In [1]:
import torch

from model import Model
import utils

# Getting data
For this task we will use an sample salary data.

In [2]:
n_train, n_test = 1000, 200
n_inputs, batch_size = 200, 10

weights, bias = utils.get_weights_and_bias(n_inputs)

train_data = utils.create_data(weights, bias, n_train)
test_data = utils.create_data(weights, bias, n_test)

train_loader = utils.get_dataloader(train_data, batch_size=batch_size)
test_loader = utils.get_dataloader(test_data, batch_size=batch_size)

# Training the model 
Now we will create the model and train it.

In [3]:
model = Model(weights, bias)

loss_fn = torch.nn.MSELoss()
optimizer = torch.optim.SGD(model.parameters(), lr=0.01)

epochs = 100

In [7]:
def train(epochs, lambda_):
    for epoch in range(epochs):
        for batch in train_loader:
            inputs, targets = batch
            outputs = model(inputs.detach())
            optimizer.zero_grad()
            loss = loss_fn(outputs, targets) + lambda_ * \
                torch.sum(model.weights ** 2)
            loss.backward(retain_graph=True)
            optimizer.step()

        if (epoch + 1) % 10 == 0:
            print(f'Epoch {epoch + 1}: loss: {loss.item()}')

    print('L2 norm of w:', torch.norm(model.weights).item())


In [8]:
# traning without weight decay
train(epochs, lambda_=0.0)

Epoch 10: loss: 0.00017794388986658305
Epoch 20: loss: 0.00018841915880329907
Epoch 30: loss: 0.00018843093130271882
Epoch 40: loss: 0.00018838970572687685
Epoch 50: loss: 0.00018840693519450724
Epoch 60: loss: 0.00018842447025235742
Epoch 70: loss: 0.00018840274424292147
Epoch 80: loss: 0.00018841258133761585
Epoch 90: loss: 0.00018838851246982813
Epoch 100: loss: 0.00018843838188331574
L2 norm of w: 13.886139869689941


In [10]:
# training with weight decay
train(epochs, lambda_=2)

Epoch 10: loss: 219.04275512695312
Epoch 20: loss: 219.0427703857422
Epoch 30: loss: 219.0427703857422
Epoch 40: loss: 219.0427703857422
Epoch 50: loss: 219.0427703857422
Epoch 60: loss: 219.0427703857422
Epoch 70: loss: 219.0427703857422
Epoch 80: loss: 219.04278564453125
Epoch 90: loss: 219.0427703857422
Epoch 100: loss: 219.0427703857422
L2 norm of w: 5.704485893249512


# Conclusion
We have implemented the weight decay from scratch with a adjustable factor lambda.
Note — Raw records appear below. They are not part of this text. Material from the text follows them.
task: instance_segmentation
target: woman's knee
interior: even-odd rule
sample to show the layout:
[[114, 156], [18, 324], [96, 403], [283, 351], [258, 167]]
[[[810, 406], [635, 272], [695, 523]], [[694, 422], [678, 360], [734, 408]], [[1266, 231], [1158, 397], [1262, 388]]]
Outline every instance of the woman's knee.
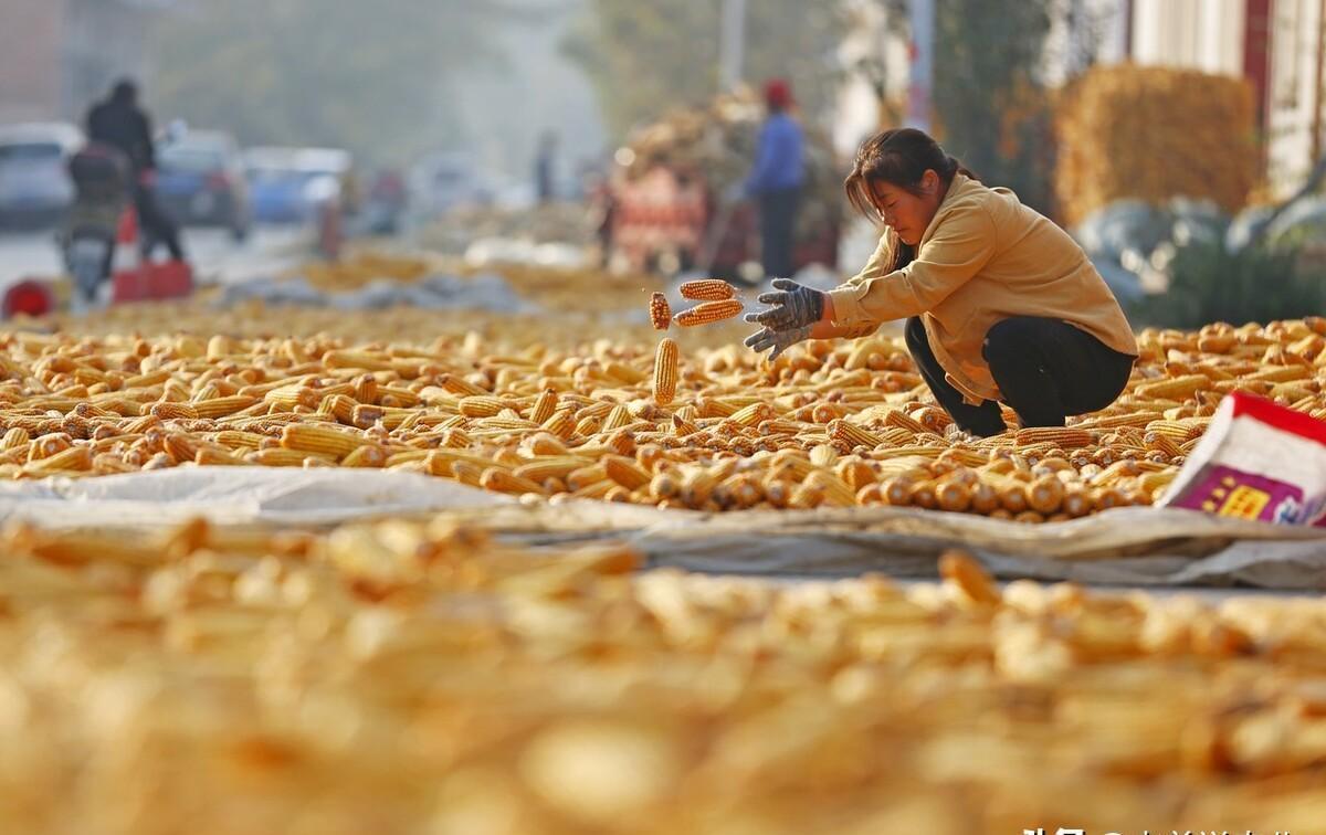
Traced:
[[1032, 317], [1000, 319], [985, 334], [981, 357], [991, 366], [1024, 359], [1036, 345], [1036, 331], [1037, 319]]
[[903, 326], [903, 341], [907, 342], [907, 350], [916, 355], [918, 349], [930, 350], [930, 338], [926, 335], [926, 325], [920, 321], [919, 315], [914, 315], [907, 319], [907, 325]]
Thus we can use the same script to train the model with different lambda even with out weight decay.

## What we found
While the first training, we did not use the weight decay. We notice that the training loss is very small. But during the second training, the training loss is large. Now if we look at the L2 norms of both the training, we see L2 norm of first training is about three times of the second training. This is because the weight decay is used.